Pendharkar Sayali A, Asrani Varsha M, Murphy Rinki, Cutfield Richard, Windsor John A, Petrov Maxim S
Department of Surgery, University of Auckland, Auckland, New Zealand.
Department of Medicine, University of Auckland, Auckland, New Zealand.
Clin Transl Gastroenterol. 2017 Jan 5;8(1):e210. doi: 10.1038/ctg.2016.63.
Diabetes has become an epidemic in developed and developing countries alike, with an increased demand for new efficacious treatments. A large body of pre-clinical evidence suggests that the gut-brain axis may be exploited as a potential therapeutic target for defective glucose homeostasis. This clinical study aimed to investigate a comprehensive panel of glucoregulatory peptides, released by both the gut and brain, in individuals after acute pancreatitis.
Fasting levels of glucagon-like peptide-1 (GLP-1), glicentin, oxyntomodulin, peptide YY, ghrelin, cholecystokinin, vasoactive intestinal peptide (VIP), and secretin were studied. Modified Poisson and multivariable linear regression analyses were conducted. Pre-determined concentration ranges were used to categorize each peptide into quartiles.
A total of 83 individuals were included, of who 30 (36%) developed abnormal glucose metabolism (AGM) after acute pancreatitis. In individuals with AGM, the highest quartile of oxyntomodulin differed most significantly from the lowest quartile with a prevalence ratio (PR; 95% confidence interval) of 0.50 (0.21, 1.20; P=0.005); of glicentin with a PR of 0.26 (0.13, 0.54; P<0.001); and of VIP with a PR of 0.34 (0.13, 0.89; P=0.043). Peptide YY, GLP-1, cholecystokinin, ghrelin, and secretin were not significantly associated with AGM.
Fasting circulating oxyntomodulin, glicentin, and VIP levels are significantly decreased in patients with defective glucose homeostasis after acute pancreatitis. Oxyntomodulin appears to be a promising therapeutic target for future clinical studies on diabetes associated with diseases of the exocrine pancreas.

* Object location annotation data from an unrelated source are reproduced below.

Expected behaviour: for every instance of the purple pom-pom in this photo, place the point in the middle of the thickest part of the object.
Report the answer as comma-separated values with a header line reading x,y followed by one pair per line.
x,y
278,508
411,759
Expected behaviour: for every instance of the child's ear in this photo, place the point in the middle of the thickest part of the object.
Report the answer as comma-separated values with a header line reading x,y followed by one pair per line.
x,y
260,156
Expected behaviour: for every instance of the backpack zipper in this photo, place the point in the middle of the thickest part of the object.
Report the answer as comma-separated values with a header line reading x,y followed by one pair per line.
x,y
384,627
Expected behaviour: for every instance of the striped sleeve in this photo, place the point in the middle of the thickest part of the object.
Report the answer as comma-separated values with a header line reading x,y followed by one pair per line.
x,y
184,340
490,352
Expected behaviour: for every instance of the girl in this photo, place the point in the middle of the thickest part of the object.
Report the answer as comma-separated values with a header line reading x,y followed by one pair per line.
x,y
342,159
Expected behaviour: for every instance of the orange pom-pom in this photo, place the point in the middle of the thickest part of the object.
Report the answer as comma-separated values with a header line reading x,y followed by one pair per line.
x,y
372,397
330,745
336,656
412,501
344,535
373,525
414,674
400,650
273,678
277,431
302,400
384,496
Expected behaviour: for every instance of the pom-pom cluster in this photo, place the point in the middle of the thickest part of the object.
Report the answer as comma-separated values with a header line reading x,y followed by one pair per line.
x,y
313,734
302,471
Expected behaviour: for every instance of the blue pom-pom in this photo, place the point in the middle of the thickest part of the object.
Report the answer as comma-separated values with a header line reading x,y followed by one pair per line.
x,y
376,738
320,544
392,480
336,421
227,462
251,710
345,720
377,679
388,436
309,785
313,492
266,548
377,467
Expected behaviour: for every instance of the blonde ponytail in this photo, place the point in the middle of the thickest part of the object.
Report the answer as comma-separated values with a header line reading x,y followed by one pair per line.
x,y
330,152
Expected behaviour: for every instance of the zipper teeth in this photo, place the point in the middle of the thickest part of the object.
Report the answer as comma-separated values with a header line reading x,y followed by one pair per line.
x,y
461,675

糖尿病在发达国家和发展中国家都已成为一种流行病,对新型有效治疗方法的需求不断增加。大量临床前证据表明,肠-脑轴可作为葡萄糖稳态缺陷的潜在治疗靶点。本临床研究旨在调查急性胰腺炎患者肠道和大脑释放的一组全面的葡萄糖调节肽。
研究了胰高血糖素样肽-1(GLP-1)、胃泌酸调节素、胃动素、肽YY、ghrelin、胆囊收缩素、血管活性肠肽(VIP)和促胰液素的空腹水平。进行了修正泊松回归分析和多变量线性回归分析。使用预先确定的浓度范围将每种肽分为四分位数。
共纳入83名个体,其中30名(36%)在急性胰腺炎后出现异常糖代谢(AGM)。在AGM患者中,胃动素最高四分位数与最低四分位数差异最为显著,患病率比(PR;95%置信区间)为0.50(0.21,1.20;P = 0.005);胃泌酸调节素的PR为0.26(0.13,0.54;P < 0.001);VIP的PR为0.34(0.13,0.89;P = 0.043)。肽YY、GLP-1、胆囊收缩素、ghrelin和促胰液素与AGM无显著关联。
急性胰腺炎后糖稳态缺陷患者的空腹循环胃动素、胃泌酸调节素和VIP水平显著降低。胃动素似乎是未来关于外分泌胰腺疾病相关糖尿病临床研究的一个有前景的治疗靶点。